Why does a line integral evaluated using two different parameterizations of a curve give two different answers?

Question

For example, I'm asked to find the line integral of $C_1$ above for a vector field $\vec F=x\vec i + y\vec j$

To do so I first try and find a parameterization of $C_1$. I parameterize $C_1$ as $\vec r(t)=t\vec i+(-2t+2)\vec j$.

But apparently this is already incorrect, as the correct parameterization was $\vec r(t) = (1-t)\vec i + 2t\vec j $.

The latter parameterization seems to be the same as mine, but it results in a different final answer.
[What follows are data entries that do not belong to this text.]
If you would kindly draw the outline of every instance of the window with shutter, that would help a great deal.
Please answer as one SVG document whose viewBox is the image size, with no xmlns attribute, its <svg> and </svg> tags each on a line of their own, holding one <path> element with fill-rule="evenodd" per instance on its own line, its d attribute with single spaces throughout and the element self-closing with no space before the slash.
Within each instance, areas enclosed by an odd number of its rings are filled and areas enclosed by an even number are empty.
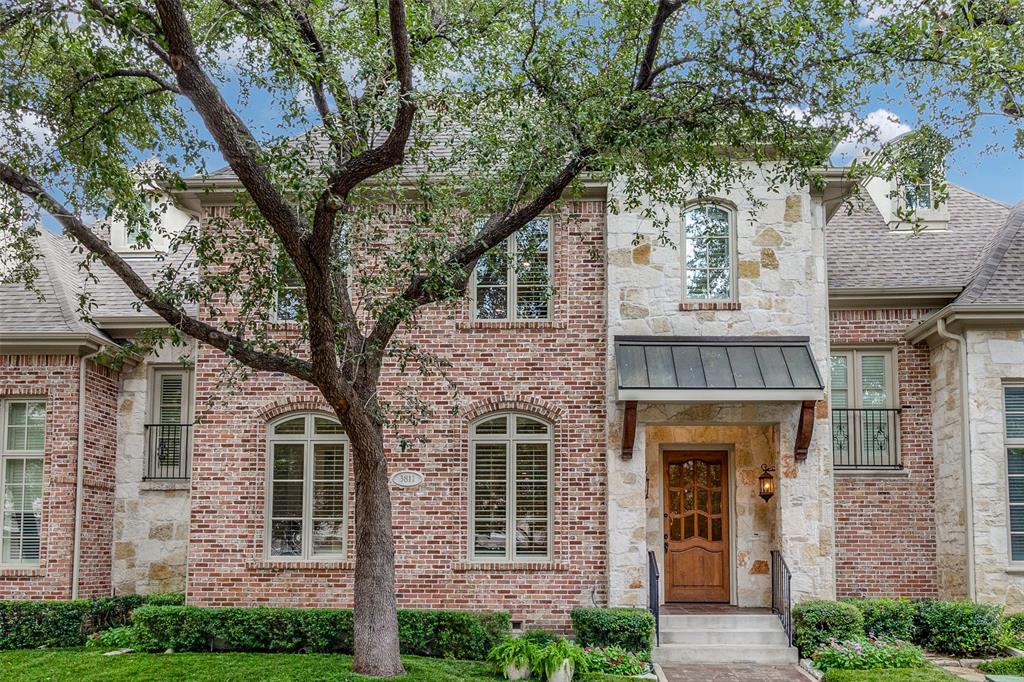
<svg viewBox="0 0 1024 682">
<path fill-rule="evenodd" d="M 157 367 L 150 384 L 146 478 L 187 478 L 191 443 L 191 372 Z"/>
<path fill-rule="evenodd" d="M 266 554 L 322 559 L 345 555 L 348 439 L 326 417 L 291 415 L 271 426 Z"/>
<path fill-rule="evenodd" d="M 1003 387 L 1010 561 L 1024 562 L 1024 384 Z"/>
<path fill-rule="evenodd" d="M 473 318 L 551 318 L 551 219 L 535 218 L 485 253 L 473 274 Z"/>
<path fill-rule="evenodd" d="M 46 403 L 0 400 L 0 566 L 38 565 Z"/>
<path fill-rule="evenodd" d="M 683 297 L 688 301 L 735 298 L 733 215 L 722 206 L 683 212 Z"/>
<path fill-rule="evenodd" d="M 551 556 L 553 428 L 529 415 L 491 415 L 471 431 L 470 555 Z"/>
<path fill-rule="evenodd" d="M 836 467 L 899 467 L 894 352 L 836 350 L 830 358 Z"/>
</svg>

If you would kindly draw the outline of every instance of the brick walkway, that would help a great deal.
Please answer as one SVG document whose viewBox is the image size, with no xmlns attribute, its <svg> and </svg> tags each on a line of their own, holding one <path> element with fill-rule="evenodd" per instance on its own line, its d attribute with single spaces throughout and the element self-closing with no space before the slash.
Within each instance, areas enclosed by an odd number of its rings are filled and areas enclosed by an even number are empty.
<svg viewBox="0 0 1024 682">
<path fill-rule="evenodd" d="M 687 665 L 661 666 L 668 682 L 809 682 L 795 665 Z"/>
</svg>

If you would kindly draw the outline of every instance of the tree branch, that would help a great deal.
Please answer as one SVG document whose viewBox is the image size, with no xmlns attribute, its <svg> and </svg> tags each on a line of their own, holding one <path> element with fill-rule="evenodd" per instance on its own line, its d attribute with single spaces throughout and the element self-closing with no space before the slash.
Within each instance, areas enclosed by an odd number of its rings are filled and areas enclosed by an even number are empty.
<svg viewBox="0 0 1024 682">
<path fill-rule="evenodd" d="M 637 71 L 633 89 L 640 92 L 648 90 L 654 83 L 654 63 L 658 59 L 658 48 L 661 45 L 661 34 L 665 30 L 665 24 L 675 14 L 676 10 L 683 6 L 683 0 L 659 0 L 658 9 L 654 12 L 651 20 L 651 30 L 647 35 L 647 47 L 644 49 L 644 58 L 640 62 L 640 69 Z"/>
<path fill-rule="evenodd" d="M 313 380 L 313 371 L 309 363 L 276 353 L 255 350 L 238 336 L 227 334 L 205 322 L 200 322 L 163 300 L 111 248 L 110 244 L 100 239 L 81 219 L 72 214 L 71 211 L 43 189 L 33 178 L 18 172 L 2 161 L 0 161 L 0 182 L 31 199 L 37 206 L 52 215 L 61 224 L 65 232 L 74 237 L 90 253 L 95 254 L 104 265 L 120 277 L 121 281 L 147 308 L 155 312 L 174 328 L 223 351 L 253 369 L 267 372 L 283 372 L 303 381 Z"/>
<path fill-rule="evenodd" d="M 111 80 L 113 78 L 148 78 L 149 80 L 153 81 L 162 89 L 167 90 L 168 92 L 173 92 L 178 95 L 181 94 L 181 90 L 178 88 L 177 85 L 171 83 L 164 77 L 160 76 L 157 73 L 154 73 L 153 71 L 150 71 L 149 69 L 114 69 L 113 71 L 108 71 L 107 73 L 90 74 L 89 76 L 86 76 L 82 79 L 81 87 L 84 88 L 86 85 L 89 85 L 90 83 L 95 83 L 96 81 Z"/>
</svg>

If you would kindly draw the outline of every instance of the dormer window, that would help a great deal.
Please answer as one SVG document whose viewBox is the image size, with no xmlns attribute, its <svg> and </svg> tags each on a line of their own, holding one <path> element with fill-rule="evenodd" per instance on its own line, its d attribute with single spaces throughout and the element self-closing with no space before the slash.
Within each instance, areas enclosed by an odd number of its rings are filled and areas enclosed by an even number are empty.
<svg viewBox="0 0 1024 682">
<path fill-rule="evenodd" d="M 932 205 L 932 181 L 909 183 L 903 187 L 903 202 L 908 211 L 930 211 Z"/>
</svg>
The question tells us to use the formula $$\int_{C_1}\vec F\ \cdot d\vec r= \int_a^b\vec F(\vec r(t)) \cdot \vec r'(t)dt$$ and using that formula with my parameterization results in a different answer than using it with the textbook's parameterization.

Why do two different but equivalent parameterizations of the curve result in different values for the line integral? And how do I know which parameterization to use/which the question is asking for?

Answer 1

Because your parameterisation describes a path which begins at $2\vec j$ and ends at $\vec i$, whereas it should begin at $\vec i$ and end at $2\vec j$ (as the other one does).

Answer 2

Your parameterization differs in that, for all intents and purposes, it's "backwards."

Plug in $t=0$, the "start" point. Where your parameterization starts incorrectly at $2 \vec j$ in that parameterization, the suggested one correctly starts at $\vec i$.

Likewise, plug in $t=1$, the "end" point. You obtain $\vec i$ and the suggested one obtains $2 \vec j$.

You can tell yours are wrong owing to the direction $C_1$ has its arrow pointing in. Both answers travel along the same path, but in different directions!

In general, if you want to parameterize a line, starting at some vector $\vec v$ and ending at some vector $\vec w$, the formula would be

$$\vec r(t) = (1-t) \vec v + t \vec w$$

where $t \in [0,1]$.